" San-Goruuuuu ! On s'arrête ici mon gros nounours ! " Avais-je clamé tout en trônant sur les épaules de l'homme-ours qui nous conduisait à travers la forêt. J'avais trouvé un petit coin à l'ombre d'un gros arbre, non loin d'un cours d'eau qui chantait dans la mousse et assez éclairé, la canopée nous offrait un point de vue jusqu'aux cieux ce qui serait assez utile pour ne pas perdre la notion du temps et pouvoir se réveiller aux premières lueurs du jour, faute de coq pour nous brailler dans les oreilles.
" Xeloupatux, la nuit va tomber. Tu as un sort pour monter des tentes ? Et je parle pas d'la sœur de ta mère. "
« Pas besoin de sort pour ça. Quelques pièces suffisent. En ce qui concerne les tentes on devrait pouvoir s’en sortir sans magie. »
Le mage répondit avec son humour pinçant, comme à son habitude. Il semblait déjà las de devoir se coltiner le sale boulot tandis que je ferais - avec beaucoup de sérieux cependant - semblant de travailler.
" Ouiiii... beh faisons ça. Tu te charges de la tente pour dormir, et moi je regarde si j'ai des pièces au cas où ta tata ne vienne nous rejoindre. Tu sais où j'ai rangé le pain et la viande séchée ? "
« Ouais je m’en occupes. Je sais pas où tu ranges tes affaires mais saches que tu n’as pas besoin de pièces si tu veux que je mette ma brioche dans ton four. »
Encore un propos grivois. Je n'ai jamais compris cette facette chez Xël, je ne comprenais pas pourquoi il ramenait tout à la fesse. C'était si plaisant que ça ? Faudrait que j'essaie un de ces quatre, ça pourrait être marrant. Cependant je préférais diriger Xël vers notre guide qui se débarrassait de ses sacs et profita de l'écorce du chêne pour se frotter le dos avec vigueur sans cacher son plaisir, faisant voler de nombreux poils qui, sous le jour déclinant avaient l'aspect de fils d'or flottant dans l'air bucolique de la forêt.

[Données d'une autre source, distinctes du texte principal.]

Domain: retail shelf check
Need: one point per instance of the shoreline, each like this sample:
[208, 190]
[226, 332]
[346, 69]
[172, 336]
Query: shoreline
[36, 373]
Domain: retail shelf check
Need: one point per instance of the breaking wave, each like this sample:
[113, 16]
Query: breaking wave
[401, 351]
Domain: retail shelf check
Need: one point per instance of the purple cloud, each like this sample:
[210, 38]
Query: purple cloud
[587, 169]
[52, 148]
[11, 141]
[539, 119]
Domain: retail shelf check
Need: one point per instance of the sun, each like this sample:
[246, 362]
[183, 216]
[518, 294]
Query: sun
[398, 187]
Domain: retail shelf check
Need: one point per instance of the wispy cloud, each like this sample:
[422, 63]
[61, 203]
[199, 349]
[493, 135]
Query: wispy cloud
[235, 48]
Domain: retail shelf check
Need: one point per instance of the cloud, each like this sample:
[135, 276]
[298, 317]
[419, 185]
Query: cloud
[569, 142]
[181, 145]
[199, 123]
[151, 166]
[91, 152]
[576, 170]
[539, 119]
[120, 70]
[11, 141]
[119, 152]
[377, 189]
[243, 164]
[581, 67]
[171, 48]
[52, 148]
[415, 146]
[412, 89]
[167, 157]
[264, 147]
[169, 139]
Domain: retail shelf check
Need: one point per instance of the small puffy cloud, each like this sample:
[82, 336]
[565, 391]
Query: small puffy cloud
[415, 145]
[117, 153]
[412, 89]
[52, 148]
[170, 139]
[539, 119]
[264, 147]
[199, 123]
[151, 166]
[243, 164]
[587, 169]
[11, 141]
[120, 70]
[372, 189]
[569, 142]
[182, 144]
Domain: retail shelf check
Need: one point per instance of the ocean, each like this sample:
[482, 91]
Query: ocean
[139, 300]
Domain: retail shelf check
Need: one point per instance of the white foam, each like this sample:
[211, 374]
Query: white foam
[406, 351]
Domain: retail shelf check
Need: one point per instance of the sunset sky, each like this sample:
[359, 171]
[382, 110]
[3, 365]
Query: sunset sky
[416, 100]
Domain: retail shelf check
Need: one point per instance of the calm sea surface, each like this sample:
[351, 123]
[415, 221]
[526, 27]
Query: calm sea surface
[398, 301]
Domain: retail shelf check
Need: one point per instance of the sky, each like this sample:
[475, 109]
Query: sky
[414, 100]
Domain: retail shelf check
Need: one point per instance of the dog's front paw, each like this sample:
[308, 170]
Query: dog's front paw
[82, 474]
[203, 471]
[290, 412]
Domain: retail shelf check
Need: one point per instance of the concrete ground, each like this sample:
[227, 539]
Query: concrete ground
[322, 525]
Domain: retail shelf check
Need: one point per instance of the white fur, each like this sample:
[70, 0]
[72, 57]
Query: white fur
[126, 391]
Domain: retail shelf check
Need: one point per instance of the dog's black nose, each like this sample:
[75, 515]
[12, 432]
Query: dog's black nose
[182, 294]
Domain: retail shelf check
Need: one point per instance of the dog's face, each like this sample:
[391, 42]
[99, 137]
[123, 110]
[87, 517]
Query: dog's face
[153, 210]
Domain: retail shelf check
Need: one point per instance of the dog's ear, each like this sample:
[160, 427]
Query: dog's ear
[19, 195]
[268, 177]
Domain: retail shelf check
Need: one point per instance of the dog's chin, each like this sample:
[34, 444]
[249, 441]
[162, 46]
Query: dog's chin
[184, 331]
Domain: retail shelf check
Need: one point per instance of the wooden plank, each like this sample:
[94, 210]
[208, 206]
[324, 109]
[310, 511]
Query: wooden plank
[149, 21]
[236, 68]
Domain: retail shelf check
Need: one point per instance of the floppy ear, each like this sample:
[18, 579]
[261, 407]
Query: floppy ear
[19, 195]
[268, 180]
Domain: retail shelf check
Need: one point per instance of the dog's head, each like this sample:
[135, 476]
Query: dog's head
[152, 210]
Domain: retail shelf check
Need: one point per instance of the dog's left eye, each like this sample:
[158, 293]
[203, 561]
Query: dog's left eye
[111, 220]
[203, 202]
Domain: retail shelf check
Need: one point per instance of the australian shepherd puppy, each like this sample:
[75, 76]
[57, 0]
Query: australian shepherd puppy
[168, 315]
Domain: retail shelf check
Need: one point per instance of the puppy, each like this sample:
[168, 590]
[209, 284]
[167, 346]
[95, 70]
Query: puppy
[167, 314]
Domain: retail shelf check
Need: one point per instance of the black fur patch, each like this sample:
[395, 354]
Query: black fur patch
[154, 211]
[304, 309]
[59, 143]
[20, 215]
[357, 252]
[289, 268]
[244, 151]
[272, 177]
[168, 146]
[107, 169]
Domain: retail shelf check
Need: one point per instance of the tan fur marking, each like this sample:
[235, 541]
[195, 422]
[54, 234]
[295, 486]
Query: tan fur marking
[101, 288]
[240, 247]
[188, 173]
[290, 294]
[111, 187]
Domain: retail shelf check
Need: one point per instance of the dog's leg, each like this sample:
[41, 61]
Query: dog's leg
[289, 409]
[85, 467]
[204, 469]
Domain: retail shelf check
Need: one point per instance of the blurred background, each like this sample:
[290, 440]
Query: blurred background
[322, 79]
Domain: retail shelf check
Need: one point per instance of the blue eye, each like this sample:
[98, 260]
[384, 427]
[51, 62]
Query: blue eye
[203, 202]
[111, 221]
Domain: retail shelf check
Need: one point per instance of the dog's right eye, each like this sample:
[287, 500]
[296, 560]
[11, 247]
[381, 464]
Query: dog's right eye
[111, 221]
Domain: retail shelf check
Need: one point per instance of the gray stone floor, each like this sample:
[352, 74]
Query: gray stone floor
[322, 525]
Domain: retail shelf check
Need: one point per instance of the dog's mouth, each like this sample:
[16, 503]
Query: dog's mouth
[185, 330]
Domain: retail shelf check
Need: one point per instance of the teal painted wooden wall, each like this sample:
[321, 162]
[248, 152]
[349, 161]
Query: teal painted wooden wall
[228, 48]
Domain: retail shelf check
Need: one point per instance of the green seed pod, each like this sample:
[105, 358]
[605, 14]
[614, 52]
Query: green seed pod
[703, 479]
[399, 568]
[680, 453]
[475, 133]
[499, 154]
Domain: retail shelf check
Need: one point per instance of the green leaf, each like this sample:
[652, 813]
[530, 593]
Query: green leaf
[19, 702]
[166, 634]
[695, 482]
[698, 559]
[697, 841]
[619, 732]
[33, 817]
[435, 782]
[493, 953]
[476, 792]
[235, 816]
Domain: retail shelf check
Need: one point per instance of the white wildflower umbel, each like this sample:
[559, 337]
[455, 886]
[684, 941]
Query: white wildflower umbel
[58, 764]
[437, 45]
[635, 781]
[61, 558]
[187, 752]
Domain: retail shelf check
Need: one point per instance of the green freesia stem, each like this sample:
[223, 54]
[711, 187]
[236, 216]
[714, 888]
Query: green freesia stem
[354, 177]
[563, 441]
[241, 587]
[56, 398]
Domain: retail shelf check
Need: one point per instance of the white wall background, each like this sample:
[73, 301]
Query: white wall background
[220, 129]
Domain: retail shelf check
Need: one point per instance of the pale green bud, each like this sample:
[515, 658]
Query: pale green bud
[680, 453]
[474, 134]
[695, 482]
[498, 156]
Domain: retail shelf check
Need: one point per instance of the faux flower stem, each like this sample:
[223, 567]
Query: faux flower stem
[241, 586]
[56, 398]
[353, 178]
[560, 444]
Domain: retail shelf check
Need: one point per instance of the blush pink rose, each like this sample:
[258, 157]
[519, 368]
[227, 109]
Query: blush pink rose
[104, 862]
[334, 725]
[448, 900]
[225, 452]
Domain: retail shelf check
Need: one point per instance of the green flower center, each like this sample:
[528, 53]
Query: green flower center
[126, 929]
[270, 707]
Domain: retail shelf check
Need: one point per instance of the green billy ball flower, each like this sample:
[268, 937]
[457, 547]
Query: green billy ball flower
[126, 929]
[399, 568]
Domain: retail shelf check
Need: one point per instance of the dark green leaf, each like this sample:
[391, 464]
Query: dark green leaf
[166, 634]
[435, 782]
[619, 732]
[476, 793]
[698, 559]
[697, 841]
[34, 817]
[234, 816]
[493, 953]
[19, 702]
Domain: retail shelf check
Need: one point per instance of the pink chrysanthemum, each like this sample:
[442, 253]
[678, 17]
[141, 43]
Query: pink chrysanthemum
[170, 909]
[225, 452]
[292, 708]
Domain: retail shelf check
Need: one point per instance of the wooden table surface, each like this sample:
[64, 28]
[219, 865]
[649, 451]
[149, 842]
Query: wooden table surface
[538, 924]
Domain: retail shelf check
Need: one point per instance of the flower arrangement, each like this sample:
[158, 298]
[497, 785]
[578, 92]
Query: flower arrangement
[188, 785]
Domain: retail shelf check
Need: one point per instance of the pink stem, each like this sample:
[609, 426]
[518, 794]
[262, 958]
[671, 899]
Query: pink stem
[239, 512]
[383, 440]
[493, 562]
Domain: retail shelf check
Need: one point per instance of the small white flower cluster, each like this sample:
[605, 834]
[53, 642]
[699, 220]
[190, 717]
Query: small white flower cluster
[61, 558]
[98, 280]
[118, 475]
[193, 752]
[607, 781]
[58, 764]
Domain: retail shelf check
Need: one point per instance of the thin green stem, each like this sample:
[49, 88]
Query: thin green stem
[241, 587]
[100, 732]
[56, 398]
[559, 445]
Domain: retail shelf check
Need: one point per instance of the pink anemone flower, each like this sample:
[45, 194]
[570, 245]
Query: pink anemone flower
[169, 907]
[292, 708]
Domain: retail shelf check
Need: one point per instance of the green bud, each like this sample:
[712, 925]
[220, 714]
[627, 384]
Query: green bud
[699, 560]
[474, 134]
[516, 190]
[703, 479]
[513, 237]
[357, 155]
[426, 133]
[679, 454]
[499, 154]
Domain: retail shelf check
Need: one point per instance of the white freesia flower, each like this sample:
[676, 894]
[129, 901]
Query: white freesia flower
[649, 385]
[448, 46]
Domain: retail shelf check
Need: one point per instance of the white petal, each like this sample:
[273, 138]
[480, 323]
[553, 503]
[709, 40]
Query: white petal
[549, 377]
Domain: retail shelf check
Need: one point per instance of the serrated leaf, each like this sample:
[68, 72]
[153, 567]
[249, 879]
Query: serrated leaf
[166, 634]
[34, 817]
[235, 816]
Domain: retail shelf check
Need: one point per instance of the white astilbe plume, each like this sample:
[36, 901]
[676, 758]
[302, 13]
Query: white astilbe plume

" Tu as plus de chance avec San-Goru, mon canard. "
Disais-je en mâchonnant un bout de lard séché avec un morceau de cartilage qui grinçait sous les dents. Un crac plus loin dans la forêt attira mon attention. Je levais un oeil, d'abord peu attentive avant de scruter les coins qui baignaient déjà dans l'ombre grandissante; comme si cette petite place verte où nous avions établis notre campement était le dernier bastion de la lueur du jour. La forêt semblait tranquille, on entendait quelques bruissements et de lointaines branches qui craquaient et chutaient parfois dans un bruit mat de bois sec et de feuilles mortes.
" Tu entends pas un bruit ? Bah, on est en forêt après tout. "

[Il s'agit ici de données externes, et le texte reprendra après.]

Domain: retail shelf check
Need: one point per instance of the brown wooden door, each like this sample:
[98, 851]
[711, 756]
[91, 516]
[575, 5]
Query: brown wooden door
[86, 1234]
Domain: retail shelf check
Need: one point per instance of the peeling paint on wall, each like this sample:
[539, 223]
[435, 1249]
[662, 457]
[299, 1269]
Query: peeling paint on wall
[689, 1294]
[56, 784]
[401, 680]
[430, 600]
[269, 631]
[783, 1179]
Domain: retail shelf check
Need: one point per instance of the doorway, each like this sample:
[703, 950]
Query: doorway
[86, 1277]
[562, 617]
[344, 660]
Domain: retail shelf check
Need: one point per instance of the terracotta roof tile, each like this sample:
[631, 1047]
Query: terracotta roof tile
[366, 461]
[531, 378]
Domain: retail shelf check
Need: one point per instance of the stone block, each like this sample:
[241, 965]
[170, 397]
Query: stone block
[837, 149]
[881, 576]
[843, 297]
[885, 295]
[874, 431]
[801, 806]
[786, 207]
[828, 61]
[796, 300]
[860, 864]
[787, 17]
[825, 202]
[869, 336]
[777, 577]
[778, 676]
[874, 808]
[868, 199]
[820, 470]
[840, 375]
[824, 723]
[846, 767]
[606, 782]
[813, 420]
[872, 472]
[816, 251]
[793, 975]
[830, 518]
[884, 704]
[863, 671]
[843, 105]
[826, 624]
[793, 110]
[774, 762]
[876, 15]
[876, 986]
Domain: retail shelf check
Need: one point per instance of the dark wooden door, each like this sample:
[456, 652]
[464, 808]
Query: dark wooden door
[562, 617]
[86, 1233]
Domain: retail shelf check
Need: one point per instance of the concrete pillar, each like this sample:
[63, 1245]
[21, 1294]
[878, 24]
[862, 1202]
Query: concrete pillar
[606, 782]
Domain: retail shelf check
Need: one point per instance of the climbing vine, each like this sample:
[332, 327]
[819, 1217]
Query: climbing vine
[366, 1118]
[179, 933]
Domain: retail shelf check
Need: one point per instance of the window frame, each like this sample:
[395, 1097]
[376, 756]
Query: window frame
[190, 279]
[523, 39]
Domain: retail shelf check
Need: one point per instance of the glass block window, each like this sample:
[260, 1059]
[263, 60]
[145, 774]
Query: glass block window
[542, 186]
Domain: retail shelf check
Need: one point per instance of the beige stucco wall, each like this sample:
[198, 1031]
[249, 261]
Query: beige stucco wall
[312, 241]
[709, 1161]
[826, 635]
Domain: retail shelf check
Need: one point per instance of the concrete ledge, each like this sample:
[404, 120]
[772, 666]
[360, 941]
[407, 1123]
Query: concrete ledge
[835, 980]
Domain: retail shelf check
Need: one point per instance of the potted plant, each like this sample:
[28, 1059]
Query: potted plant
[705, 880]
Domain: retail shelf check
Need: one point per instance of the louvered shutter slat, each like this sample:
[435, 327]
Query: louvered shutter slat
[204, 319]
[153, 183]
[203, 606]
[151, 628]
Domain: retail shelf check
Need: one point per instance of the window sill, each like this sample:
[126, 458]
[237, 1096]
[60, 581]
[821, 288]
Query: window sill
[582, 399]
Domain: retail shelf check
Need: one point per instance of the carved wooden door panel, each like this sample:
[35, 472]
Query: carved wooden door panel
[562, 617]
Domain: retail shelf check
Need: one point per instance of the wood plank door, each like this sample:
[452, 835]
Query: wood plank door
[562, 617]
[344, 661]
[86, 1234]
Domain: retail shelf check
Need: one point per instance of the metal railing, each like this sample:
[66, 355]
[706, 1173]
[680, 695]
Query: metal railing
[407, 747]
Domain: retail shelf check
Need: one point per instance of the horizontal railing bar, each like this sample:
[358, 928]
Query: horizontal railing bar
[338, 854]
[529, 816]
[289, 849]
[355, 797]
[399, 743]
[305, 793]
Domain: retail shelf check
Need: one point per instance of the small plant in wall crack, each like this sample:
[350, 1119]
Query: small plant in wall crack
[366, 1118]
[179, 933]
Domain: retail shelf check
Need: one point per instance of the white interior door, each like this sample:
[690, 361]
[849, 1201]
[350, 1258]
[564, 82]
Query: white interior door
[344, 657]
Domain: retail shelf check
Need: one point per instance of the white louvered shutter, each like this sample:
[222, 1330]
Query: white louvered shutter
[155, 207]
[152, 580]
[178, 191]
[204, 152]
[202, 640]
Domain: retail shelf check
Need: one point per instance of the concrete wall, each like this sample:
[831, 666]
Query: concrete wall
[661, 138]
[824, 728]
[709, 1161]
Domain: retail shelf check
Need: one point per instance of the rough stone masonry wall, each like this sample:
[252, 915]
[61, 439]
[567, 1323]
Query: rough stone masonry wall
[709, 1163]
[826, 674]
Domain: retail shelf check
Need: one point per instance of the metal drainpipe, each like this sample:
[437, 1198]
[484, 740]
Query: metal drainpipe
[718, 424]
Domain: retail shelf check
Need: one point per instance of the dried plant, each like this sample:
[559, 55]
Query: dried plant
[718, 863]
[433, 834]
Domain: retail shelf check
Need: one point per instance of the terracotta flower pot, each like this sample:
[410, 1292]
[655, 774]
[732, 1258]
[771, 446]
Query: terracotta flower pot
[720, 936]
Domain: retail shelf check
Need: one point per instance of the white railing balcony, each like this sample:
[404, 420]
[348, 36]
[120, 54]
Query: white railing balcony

« Rien de spécial mais tu as sans doute une meilleure ouïe que moi… »
« Pourquoi le Sans-Visage a dû te séparer de l’autre groupe ? »
" Bah j'ai essayé de ramener Arthes et... machine qui avaient contrôlé le temps et bloqué des titans en colère, ils ont cessé leur sort et puis la routine, Aki a tué Mathis en l'ecrasant en se transformant en Titan, j'ai été propulsée dans le titan putride, un Titan de feu a craché des flots de lave pour combattre le Gragon et a brûlé les jambes d'Aki. Le Sans-Visage nous a ramené, Yliria a été impolie et j'ai fait comprendre sans trop de détour que je la provoquait en duel, qu'elle a préféré refuser. Aki a voulu me mettre une claque, ma jumelle a voulu le désosser et... l'autre machine à la voix envoûtante, Maïzena nous a empêché de nous entretuer. Hrist allait tuer Aki, Yliria aussi et probablement Jorus s'il avait eu la bêtise de s'interposer. Mathis est mort écrasé sous un rocher et un Titan mais il va mieux et s'en remettra. Et toi ? "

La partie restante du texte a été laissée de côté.